Groq team,
I think enabling self-service upload of models and subsequent inference against them is critical to the company’s success. Specifically, I am immediately interested in uploading and using custom model weights for public models already hosted by Groq. However, I think Groq should support both public and private model uploads in the long-term:
- Private models could be billed to the customer directly based on bandwidth, size, and inference costs. Groq can schedule these models on hardware based on pre-defined service quotas that can be negotiated with customers. Private model uploads could be fully self-service, aside from quota negotiations that may occur.
- Public models could be mostly self-service, but still require application and audit by Groq employees. Having a robust application and audit process can help Groq ensure that duplicative models aren’t being introduced within its ecosystem. Additionally, customers could vote on pending applications for public models to prioritize those most critical to your user base.
I think this feature alone represents a 10-100x market opportunity for Groq:
- A serious portion of customers who would generate significant revenue for Groq need platforms that can execute inference for fine-tuned models. Customers with fine-tuned must execute inference on other platforms until Groq provides a mechanism for this.
- Groq supplies significant labor to onboard standard open-source models today, but many customers could outsource these efforts for you. Most of the labor required to onboard new models could be executed by customers.

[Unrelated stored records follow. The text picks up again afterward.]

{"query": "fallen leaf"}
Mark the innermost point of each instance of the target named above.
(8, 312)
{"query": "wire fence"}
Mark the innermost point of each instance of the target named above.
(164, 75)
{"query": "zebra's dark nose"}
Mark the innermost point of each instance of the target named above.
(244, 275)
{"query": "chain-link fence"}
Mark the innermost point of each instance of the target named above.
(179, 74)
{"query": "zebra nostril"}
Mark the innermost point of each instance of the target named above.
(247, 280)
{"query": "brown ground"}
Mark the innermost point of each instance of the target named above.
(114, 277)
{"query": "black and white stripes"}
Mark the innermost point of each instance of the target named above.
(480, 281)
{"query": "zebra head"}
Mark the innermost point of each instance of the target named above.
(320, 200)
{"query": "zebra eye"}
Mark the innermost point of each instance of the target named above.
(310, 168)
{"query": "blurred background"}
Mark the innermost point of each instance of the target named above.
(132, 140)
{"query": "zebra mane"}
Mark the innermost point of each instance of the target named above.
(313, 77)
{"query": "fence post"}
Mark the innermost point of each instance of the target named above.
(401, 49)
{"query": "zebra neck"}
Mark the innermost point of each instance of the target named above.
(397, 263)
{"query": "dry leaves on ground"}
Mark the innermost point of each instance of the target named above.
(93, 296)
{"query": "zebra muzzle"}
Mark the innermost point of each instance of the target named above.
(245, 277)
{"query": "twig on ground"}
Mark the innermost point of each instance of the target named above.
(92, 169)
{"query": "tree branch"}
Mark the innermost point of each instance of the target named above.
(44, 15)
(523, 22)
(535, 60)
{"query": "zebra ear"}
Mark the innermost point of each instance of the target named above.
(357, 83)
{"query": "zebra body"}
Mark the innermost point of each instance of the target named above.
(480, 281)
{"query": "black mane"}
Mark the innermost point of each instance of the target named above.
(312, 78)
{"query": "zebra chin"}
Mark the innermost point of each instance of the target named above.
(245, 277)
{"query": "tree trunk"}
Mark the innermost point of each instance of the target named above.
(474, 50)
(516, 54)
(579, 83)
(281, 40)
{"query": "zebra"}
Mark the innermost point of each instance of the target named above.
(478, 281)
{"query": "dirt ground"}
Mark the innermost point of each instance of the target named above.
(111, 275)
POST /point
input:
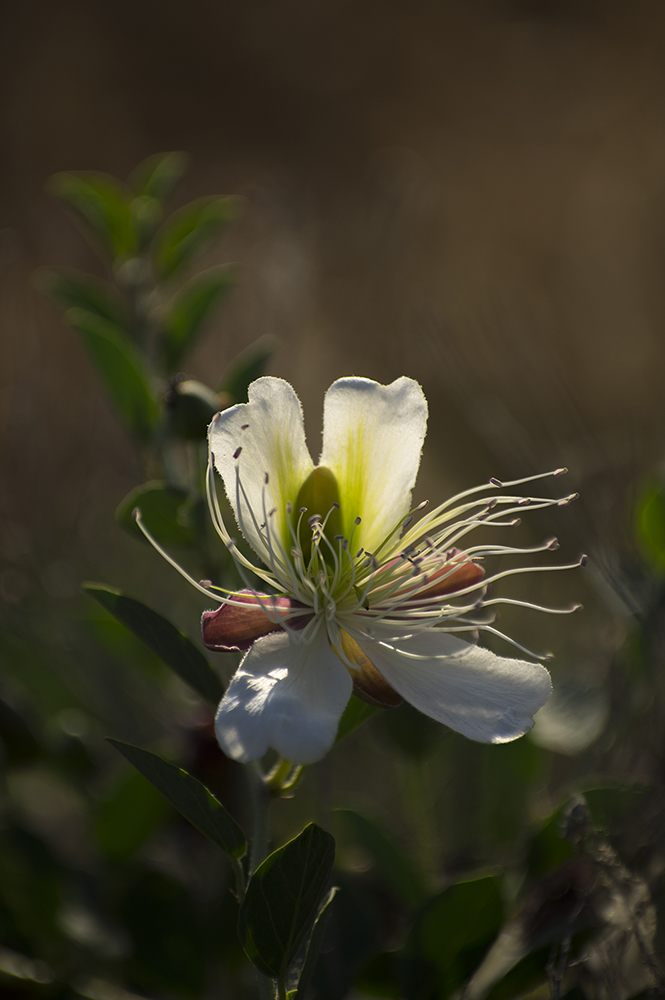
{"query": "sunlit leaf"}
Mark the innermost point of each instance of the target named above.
(101, 205)
(247, 366)
(189, 796)
(284, 897)
(189, 230)
(174, 648)
(157, 176)
(121, 368)
(74, 289)
(164, 511)
(191, 309)
(390, 860)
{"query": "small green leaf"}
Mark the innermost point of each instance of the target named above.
(101, 204)
(189, 230)
(121, 368)
(164, 511)
(126, 819)
(247, 366)
(174, 648)
(390, 860)
(157, 176)
(303, 974)
(283, 900)
(191, 309)
(69, 288)
(355, 713)
(450, 937)
(189, 796)
(650, 523)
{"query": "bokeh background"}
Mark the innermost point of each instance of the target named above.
(469, 193)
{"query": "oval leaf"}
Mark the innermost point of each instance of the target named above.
(164, 510)
(247, 366)
(101, 205)
(157, 176)
(163, 638)
(283, 900)
(74, 289)
(189, 230)
(121, 369)
(191, 309)
(189, 796)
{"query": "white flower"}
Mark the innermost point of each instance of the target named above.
(362, 598)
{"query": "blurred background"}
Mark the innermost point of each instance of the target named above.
(469, 193)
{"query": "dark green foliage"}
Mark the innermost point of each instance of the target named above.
(121, 368)
(284, 898)
(191, 798)
(174, 648)
(188, 312)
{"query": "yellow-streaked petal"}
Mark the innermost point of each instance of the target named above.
(372, 439)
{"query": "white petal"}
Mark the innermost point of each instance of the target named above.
(372, 439)
(270, 433)
(286, 696)
(486, 697)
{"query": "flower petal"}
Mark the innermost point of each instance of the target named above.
(286, 696)
(372, 439)
(245, 618)
(486, 697)
(251, 441)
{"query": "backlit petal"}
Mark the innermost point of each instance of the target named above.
(286, 696)
(372, 439)
(486, 697)
(268, 438)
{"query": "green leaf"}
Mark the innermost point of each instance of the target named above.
(121, 368)
(650, 523)
(174, 648)
(101, 204)
(449, 938)
(247, 366)
(392, 863)
(188, 231)
(191, 309)
(355, 713)
(126, 819)
(69, 288)
(189, 796)
(283, 900)
(303, 974)
(157, 176)
(164, 510)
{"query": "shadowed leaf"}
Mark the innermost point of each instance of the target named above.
(189, 796)
(174, 648)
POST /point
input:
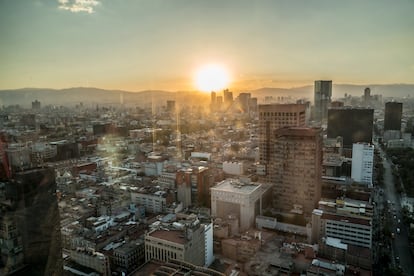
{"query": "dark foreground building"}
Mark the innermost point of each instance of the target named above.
(354, 125)
(392, 116)
(30, 209)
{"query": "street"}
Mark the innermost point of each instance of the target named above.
(401, 253)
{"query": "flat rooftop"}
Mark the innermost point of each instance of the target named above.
(171, 236)
(236, 186)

In my opinion, providing a platform for self-service model weights upload and inference is the most critical step for Groq’s flywheel at this time. Standardizing the onboarding process, such that anyone could upload their own weights (and eventually models), will grow your customer base to critical mass. Everyone requiring AI inference would flock to Groq, given the tokens/sec, latency, and onboarding support only you could provide.
Note: This request is a continuation of an existing feature request from Discord.